Wir müssen jedenfalls der Diskussion um die politische Verantwortung von Unternehmen mehr Raum geben.
Wo wird diese Diskussion, die Sie einfordern, bereits geführt?
Wir haben uns im Arbeitskreis Wirtschaftsethik der Schmalenbach-Gesellschaft, den ich leite, in diesem Jahr für den thematischen Schwerpunkt „politische Verantwortung“ entschieden. Dort diskutieren wir, ob und welche politische Verantwortung Unternehmen tragen und wie sie diese umsetzen können.
Vor 30 Jahren war dieses Thema ein No-Go. Der Angriffskrieg der Russen auf die Ukraine hat etwas verändert. Weltweit gibt es immer weniger Demokratien und die Sorgen vor dem Verlust liberaler Gesellschaften wachsen angesichts kriegerischer Konflikte und eines zunehmenden Populismus. Da spielen Unternehmen eine Rolle und sie können sich nicht einfach politisch wegducken.
Zum Wie dieses Engagements gibt es in Ausbildung und Forschung allerdings noch erhebliche Defizite. Nicht beim klassischen Lobbying, aber wenn es beispielsweise um den Schutz liberaler Demokratien geht. Zu der Frage, welche Strategien und Taktiken wirken, haben wir bisher wenig geforscht, und entsprechende Themen fehlen in unseren Curricula.
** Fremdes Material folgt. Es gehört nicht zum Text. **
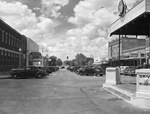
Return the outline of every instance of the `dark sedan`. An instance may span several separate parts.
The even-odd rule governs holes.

Das Interesse der Studierenden an diesem Thema ist seit dem Ukraine-Krieg deutlich gewachsen.
Wann und wie sollten Unternehmer oder CEOs also konkret politisch handeln?
Grundsätzlich bestimmt jedes Unternehmen den Zeitpunkt und den Umfang des Engagements selbst.
Auch wenn jede einzelne nichtwidersprochene menschenverachtende Aussage eines Rechtsextremen eine zu viel ist, können sich Manager nicht ständig in die Tagespolitik einmischen. Es würde sie nicht nur überfordern, sondern maßgeblicher: Ihre Stimmen würden in der allgemeinen Kakophonie untergehen.
Sinnvoller ist die Bestimmung des Zeitpunkts für das unternehmerische Engagement an den Dimensionen „eigener Einfluss“ und „Dringlichkeit“. Je stärker der eigene Einfluss als Unternehmen und je größer die Dringlichkeit des Themas, je konkreter wird der Handlungsbedarf.
Ausgehend von dieser Bestimmung können grundsätzliche Strategien des politischen Engagements abgeleitet werden. Bei geringem eigenen Einfluss und geringer Dringlichkeit bietet sich eine nicht-konfrontative Strategie an. Unternehmen können sich in diesen Situationen dennoch engagieren, beispielweise indem sie zivilgesellschaftliche Initiativen und NGOs unterstützen. Ist der Einfluss eines Unternehmens hoch, kann es sich im ansonsten gleichen Szenario direkter etwa mit Aufklärungs- und Bildungskampagnen nach innen und außen einbringen.
Haben Sie vielen Dank für das Gespräch!